A trial on preliminary issue was held in 2016 and the judgment upheld on appeal in 2017.
The preliminary issues included consideration of whether a contract had been concluded between the Claimants and the Defendant and whether the Defendant owed the Claimants a duty of care in tort.
The judge held that no contract had been concluded between the parties, but that the Defendant owed the Claimants a duty of care in the absence of a contract and even in circumstances where services were being provided free of charge between (former) friends.
The decision attracted plenty of interest, given that it opened up professionals to a claim in tort in what must be relatively common circumstances - where a professional gives friends "a freebie".
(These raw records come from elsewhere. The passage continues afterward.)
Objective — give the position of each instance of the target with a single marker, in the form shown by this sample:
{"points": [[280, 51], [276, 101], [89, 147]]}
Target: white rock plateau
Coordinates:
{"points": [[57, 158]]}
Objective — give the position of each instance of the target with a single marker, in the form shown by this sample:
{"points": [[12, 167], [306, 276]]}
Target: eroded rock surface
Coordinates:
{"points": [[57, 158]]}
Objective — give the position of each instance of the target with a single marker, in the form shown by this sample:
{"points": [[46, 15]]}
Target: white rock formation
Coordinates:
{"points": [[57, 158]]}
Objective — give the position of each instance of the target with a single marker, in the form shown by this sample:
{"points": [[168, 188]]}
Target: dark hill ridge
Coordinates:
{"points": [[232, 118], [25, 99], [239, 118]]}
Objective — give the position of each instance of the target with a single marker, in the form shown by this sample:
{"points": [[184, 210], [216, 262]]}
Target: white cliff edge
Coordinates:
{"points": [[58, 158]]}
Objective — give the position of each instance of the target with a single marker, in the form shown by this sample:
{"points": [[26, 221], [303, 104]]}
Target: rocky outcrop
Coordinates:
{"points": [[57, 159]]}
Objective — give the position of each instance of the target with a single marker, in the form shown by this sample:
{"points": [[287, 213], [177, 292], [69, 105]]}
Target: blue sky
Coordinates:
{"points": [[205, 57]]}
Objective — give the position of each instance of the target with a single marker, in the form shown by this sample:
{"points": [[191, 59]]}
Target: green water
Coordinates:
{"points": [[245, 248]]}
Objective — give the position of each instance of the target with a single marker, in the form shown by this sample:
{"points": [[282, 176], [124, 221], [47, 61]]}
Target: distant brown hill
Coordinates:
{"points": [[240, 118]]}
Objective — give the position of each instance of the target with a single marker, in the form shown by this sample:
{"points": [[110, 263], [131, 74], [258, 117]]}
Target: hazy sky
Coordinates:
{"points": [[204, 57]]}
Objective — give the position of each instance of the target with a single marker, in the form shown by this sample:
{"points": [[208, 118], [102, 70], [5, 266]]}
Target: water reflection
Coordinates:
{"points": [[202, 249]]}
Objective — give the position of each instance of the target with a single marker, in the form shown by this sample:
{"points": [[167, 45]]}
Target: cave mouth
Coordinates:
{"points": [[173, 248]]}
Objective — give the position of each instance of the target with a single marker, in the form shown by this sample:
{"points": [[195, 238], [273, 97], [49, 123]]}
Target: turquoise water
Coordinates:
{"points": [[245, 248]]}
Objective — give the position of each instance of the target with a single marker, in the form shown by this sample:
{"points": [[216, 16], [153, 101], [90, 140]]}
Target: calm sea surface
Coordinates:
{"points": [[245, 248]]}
Whilst the trial judge was bound by the Court of Appeal finding that the Defendant did owe a duty of care in tort to the Claimants, after a five-day trial he decided that:
1) The drawings produced by the Defendant were not detailed design drawings and had not been produced negligently;
2) The Defendant's inspections were adequate to review the validity of the contractor's applications for payment; she had not failed, negligently or in breach of duty, when inspecting the works for non-compliance; and
3) The Claimants' damages claim was weak and included many matters that the Defendant could not have been liable for, even if the decision on breach of duty had been different.